For years I used my Stanley 71 router plane in blissful ignorance. I was happy that it was easy to adjust and maneuver. But in the last couple years my affection for the No. 71 has been shaken, first by the Veritas Router Plane, and now by the new Lie-Nielsen Large Router Plane. Both tools kick the old 71 in the teeth, particularly in the depth-stop department. But should you buy a new router plane? And if so which one?
First: Here’s the answer to the first question: If you’ve ever been stymied by the ability of your router plane to hit a mark over and over, then sell the sucker on eBay and come on over to the Ductile Side of things.
You see, Veritas and Lie-Nielsen have gone down divergent paths when designing their router planes. So they are hard to compare directly. For more detail on the Veritas, check out my article from the Fine Tool Journal at WKFineTools.com.
The Veritas is a closed-throat router. The Lie-Nielsen is an open-throat one. What’s the difference? An open throat offers better visibility ahead of the cut. A closed throat offer more support when working on narrow edges, such as cleaning out a groove on a door’s stile.
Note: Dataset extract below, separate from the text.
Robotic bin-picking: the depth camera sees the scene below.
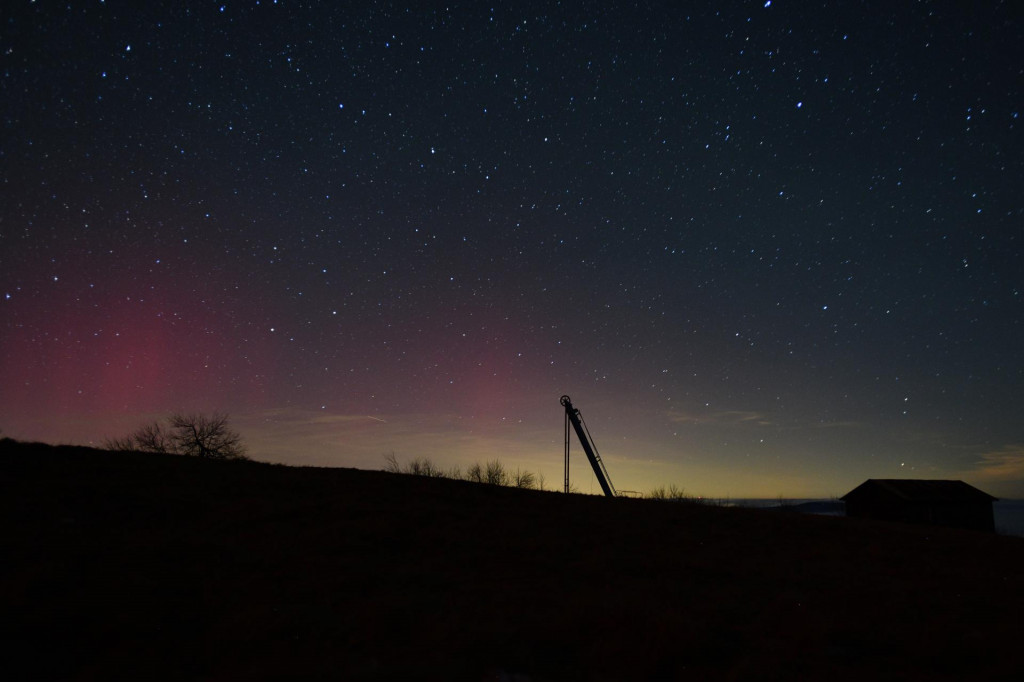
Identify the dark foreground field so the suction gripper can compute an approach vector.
[0,440,1024,680]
Another significant difference is how you set the depth stop on the tool. Stanley’s is a cruel joke. An afterthought. A jerry-rig. The Veritas’s depth stop is like a drill press’s jam-nut system. It locks down tighter than any other system I’ve ever used, but making quick adjustments is not in the cards. You spin the jam nuts up and down the post quite a lot. But when you’re locked, you’re locked.
The Lie-Nielsen depth stop is far faster. It’s a collar that surrounds the blade. You turn a thumbscrew to lock in the final depth adjustment and then you work in small steps to that setting. If you monkey the depth-adjust wheel you can make the depth stop slip, but the stop is more than robust for most woodworkers.
Another difference is in the blades offered. The Veritas offers three (a 1/2″ straight, a 1/2″ V-shape and a 1/4″ straight). The Lie-Nielsen has a 3/8″ straight blade. Lie-Nielsen plans to offer a full range of blades for its tool, but for now, the Veritas has the upper hand in this department.
The pointed blade is particularly helpful when cleaning out recesses with acute corners, such as a dovetail socket in casework. Vintage instruction manuals for router planes play up the fact that the pointed blade is better for producing a “show” surface. I think this is mostly bunk. The pointed blade is handy for getting into tight corners, sort of like the way pointy shoes are good for squashing insects in the corners of rooms.
Also worth noting: The two 1/2″-wide Veritas blades disassemble for easier honing. This is indeed easier than honing a one-piece blade, but the difference isn’t a deal-killer; it’s mostly a friendly touch and a nod to the woodworker.
Ergonomically, the Veritas looks nicer to drive with its rakish handles, but I found I like the classic straight-up knobs from the Stanley No. 71 that Lie-Nielsen has adopted. But this is a personal thing. I know some people prefer the canted handles. I think it depends on how you hold the tool. The straight knobs are good for an overhand grip (palms resting on top of the knobs); the rakish handles feel better when you grip them with your pinky fingers at the base of the tool (palms on the sides of the knobs). Both feel fine and work fine.
As to fit and finish, both tools are over the top. The castings and knurlings are first rate. I think things are a draw on this issue.
So which tool should you buy? If you do a lot of edge work, cleaning up stopped grooves and the like, I’d go with the Veritas. If your work requires you to hit a varying depths time and time again, I’d go with the Lie-Nielsen.
But most of you already know which one you’re going to buy. And I’m glad I don’t have to make the choice. I have both.
The Veritas (with three blades and a fence) is $139. The Lie-Nielsen (with one blade and a fence) is $125.